Another finding of the committee was that Boeing failed to share that MCAS worked off a single sensor called “angle of attack” for 737 Max, which regularly malfunctioned and had been flagged 216 times to the FAA. During development of the 737 Max, Boeing engineers raised safety concerns about not having a synthetic airspeed system on the 737 as well as the impact of faulty Angle-of-Attack data on MCAS, repetitive MCAS activations on the ability of 737 MAX pilots to maintain control of the aircraft. 

“Ultimately, all of those safety concerns were either inadequately addressed or simply dismissed by Boeing,” the report states.

The report also slams the FAA, saying inadequate oversight jeopardized the safety of flight passengers. Specifically at Boeing’s request the agency overruled several red flags thrown up by FAA technical experts, according to the report, which speaks to previous FAA investigations that highlighted a culture of industry regulators showing leniency on matters of flight safety. 

The report says reforms are needed to improve FAA oversight. While DeFazio did not release any specifics on how those reforms ought to look, he said committee leaders and Republicans are discussing legislation and that he hopes to reach agreement before the end of 2020.

In anticipation of the report’s publication, Boeing issued a statement on the investigation Tuesday. 

“We have learned many hard lessons as a company from the accidents of Lion Air Flight 610 and Ethiopian Airlines Flight 302, and from the mistakes we have made,” the manufacturer said. “As this report recognizes, we have made fundamental changes to our company as a result, and continue to look for ways to improve. Change is always hard and requires daily commitment, but we as a company are dedicated to doing the work.”

Boeing is testing 737 Max regulators with modified flight-control software and hopes to get the model in air again in late 2020 or early in 2021.

The FAA also issued a Wednesday statement on the report saying it looks forward to building better oversight procedures with the committee. 

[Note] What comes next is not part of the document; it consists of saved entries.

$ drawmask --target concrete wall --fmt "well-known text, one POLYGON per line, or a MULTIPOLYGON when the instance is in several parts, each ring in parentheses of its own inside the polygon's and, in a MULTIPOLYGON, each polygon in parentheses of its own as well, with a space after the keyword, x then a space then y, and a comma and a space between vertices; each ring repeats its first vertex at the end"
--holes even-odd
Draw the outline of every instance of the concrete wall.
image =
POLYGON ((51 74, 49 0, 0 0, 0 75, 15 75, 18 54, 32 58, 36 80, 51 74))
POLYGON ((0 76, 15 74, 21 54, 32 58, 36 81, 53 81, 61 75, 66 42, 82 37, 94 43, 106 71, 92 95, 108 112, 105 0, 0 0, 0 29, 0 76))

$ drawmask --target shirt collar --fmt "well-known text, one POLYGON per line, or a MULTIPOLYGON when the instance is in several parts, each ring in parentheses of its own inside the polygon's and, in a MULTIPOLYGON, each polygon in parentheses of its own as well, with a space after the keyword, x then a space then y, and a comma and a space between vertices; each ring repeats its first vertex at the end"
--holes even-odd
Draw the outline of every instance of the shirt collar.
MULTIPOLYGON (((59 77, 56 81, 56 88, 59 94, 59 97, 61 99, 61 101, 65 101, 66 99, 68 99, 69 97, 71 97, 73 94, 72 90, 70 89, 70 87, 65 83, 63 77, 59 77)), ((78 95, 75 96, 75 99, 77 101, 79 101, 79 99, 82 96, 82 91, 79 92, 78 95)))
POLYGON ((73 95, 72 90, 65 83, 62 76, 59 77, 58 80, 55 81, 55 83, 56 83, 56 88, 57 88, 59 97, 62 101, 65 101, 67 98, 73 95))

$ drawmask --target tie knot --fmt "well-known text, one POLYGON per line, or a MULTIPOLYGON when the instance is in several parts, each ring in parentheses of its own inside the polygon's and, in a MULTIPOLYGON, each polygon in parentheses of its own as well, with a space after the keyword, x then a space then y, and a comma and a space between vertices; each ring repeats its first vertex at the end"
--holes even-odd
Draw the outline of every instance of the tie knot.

“We are already undertaking important initiatives based on what we have learned from our own internal reviews as well as independent reviews of the Lion Air and Ethiopian Airlines accidents,” the regulator said. “These initiatives are focused on advancing overall aviation safety by improving our organization, processes, and culture.” 

It noted that it is following a thorough process for returning the aircraft to service. Last month, the FAA published a notice of proposed rulemaking for an airworthiness directive that will mandate certain design changes to the 737 Max before it can be returned to passenger service. 

“Both Boeing and FAA share responsibility for the development & certification of an aircraft that was unsafe,” the Democrat-controlled Committee on Transportation and Infrastructure tweeted Wednesday.